Even for weak opiates like DHC as you mentioned, my GP would rather have me on DHC Continus than the regular 30mg pills even if the dose is high... I have practically been given the freedom to pick my dose so I could get DHC Continus 120mg if I want, but the concern it seems is not as much the dose of the opiate, but rather ensuring I don't keep getting "hits" from repeat dosing that risk causing psychological addiction. So they want me on one or two slow release pills a day instead.

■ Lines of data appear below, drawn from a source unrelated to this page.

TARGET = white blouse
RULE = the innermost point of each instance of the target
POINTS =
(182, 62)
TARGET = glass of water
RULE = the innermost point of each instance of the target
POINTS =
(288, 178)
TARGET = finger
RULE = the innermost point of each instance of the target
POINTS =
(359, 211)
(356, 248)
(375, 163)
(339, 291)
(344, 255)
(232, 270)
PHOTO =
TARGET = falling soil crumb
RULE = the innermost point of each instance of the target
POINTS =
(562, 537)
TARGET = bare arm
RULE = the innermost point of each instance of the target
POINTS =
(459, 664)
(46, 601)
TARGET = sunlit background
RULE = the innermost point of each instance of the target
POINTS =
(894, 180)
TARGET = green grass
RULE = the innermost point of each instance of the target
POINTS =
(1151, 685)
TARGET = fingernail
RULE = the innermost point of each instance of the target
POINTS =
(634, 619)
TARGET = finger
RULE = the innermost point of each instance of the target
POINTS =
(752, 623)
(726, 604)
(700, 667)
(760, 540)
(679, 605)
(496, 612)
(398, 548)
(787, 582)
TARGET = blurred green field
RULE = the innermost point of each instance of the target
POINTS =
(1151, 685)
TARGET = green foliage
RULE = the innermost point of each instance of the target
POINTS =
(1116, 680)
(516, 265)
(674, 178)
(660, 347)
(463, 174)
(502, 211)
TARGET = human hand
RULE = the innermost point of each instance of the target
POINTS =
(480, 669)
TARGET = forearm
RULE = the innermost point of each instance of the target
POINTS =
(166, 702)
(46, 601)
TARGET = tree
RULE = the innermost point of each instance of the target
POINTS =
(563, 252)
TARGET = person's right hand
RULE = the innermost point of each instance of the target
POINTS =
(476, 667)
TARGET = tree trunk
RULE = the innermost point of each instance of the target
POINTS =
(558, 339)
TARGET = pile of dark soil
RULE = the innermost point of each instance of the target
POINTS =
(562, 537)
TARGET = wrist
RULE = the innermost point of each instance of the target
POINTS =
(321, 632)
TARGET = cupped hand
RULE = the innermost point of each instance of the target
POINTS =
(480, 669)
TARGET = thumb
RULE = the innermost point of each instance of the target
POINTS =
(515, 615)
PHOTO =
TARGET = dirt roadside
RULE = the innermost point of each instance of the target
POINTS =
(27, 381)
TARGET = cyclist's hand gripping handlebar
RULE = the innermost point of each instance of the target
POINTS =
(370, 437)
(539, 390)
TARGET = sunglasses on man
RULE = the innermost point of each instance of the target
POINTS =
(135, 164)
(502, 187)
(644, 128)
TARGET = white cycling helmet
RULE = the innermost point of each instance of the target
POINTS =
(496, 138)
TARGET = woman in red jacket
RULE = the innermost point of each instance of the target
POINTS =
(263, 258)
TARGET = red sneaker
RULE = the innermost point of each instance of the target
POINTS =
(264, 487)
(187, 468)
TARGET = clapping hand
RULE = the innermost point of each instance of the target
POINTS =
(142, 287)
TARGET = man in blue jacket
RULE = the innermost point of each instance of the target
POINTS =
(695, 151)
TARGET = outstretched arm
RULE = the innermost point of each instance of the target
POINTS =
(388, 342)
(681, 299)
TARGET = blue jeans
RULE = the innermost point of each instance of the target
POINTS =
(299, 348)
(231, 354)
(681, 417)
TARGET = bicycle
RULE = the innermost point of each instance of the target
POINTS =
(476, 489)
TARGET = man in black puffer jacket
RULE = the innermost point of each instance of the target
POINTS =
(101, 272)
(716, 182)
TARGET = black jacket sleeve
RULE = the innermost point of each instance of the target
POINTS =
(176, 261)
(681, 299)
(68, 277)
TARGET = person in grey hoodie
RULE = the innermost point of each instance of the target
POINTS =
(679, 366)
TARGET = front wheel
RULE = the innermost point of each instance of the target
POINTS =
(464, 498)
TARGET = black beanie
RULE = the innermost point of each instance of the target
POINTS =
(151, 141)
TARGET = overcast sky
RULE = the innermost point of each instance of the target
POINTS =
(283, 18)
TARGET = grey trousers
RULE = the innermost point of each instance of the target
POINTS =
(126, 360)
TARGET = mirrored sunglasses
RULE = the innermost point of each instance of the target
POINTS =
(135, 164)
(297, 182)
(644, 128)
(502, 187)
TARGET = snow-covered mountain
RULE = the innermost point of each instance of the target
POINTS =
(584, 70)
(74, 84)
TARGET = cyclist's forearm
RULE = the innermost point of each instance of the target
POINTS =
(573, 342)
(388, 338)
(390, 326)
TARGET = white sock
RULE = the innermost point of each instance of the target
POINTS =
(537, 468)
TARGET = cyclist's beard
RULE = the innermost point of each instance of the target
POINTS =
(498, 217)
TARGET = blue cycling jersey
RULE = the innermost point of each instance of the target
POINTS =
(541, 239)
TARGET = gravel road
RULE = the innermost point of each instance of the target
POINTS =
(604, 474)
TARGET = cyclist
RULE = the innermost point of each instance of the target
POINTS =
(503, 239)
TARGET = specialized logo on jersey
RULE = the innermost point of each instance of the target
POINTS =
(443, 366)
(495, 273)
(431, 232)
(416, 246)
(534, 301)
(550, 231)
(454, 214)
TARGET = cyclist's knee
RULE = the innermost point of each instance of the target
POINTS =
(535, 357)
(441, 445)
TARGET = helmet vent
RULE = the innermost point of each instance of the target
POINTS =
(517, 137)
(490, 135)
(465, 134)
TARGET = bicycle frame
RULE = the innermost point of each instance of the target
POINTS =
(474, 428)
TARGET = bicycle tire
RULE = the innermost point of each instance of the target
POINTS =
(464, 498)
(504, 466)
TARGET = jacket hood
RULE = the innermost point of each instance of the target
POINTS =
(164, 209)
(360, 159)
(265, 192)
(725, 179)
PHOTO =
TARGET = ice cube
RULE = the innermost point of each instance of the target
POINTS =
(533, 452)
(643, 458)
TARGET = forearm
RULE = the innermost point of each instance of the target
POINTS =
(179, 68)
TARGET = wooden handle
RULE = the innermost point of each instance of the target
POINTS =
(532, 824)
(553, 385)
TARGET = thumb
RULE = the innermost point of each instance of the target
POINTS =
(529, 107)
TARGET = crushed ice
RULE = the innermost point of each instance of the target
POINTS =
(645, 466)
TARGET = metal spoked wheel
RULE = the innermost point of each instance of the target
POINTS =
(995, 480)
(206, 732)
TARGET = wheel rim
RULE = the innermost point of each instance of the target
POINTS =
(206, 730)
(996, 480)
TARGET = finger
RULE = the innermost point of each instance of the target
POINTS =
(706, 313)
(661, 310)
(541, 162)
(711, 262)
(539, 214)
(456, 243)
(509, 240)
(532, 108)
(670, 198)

To be honest this seems perfectly sensible to me and I'm not pushing back on it, just so long as the time release mechanism does work as it should and doesn't hinder absorption or efficacy of the opiate, and I get a dose high enough to control my pain, I'm fine. I would prefer MST Continus if given a choice but I also can't complain about a nice high dose of DHC either. Both fine opiates.

Never had time release DHC before though so will have to see how my body reacts to it.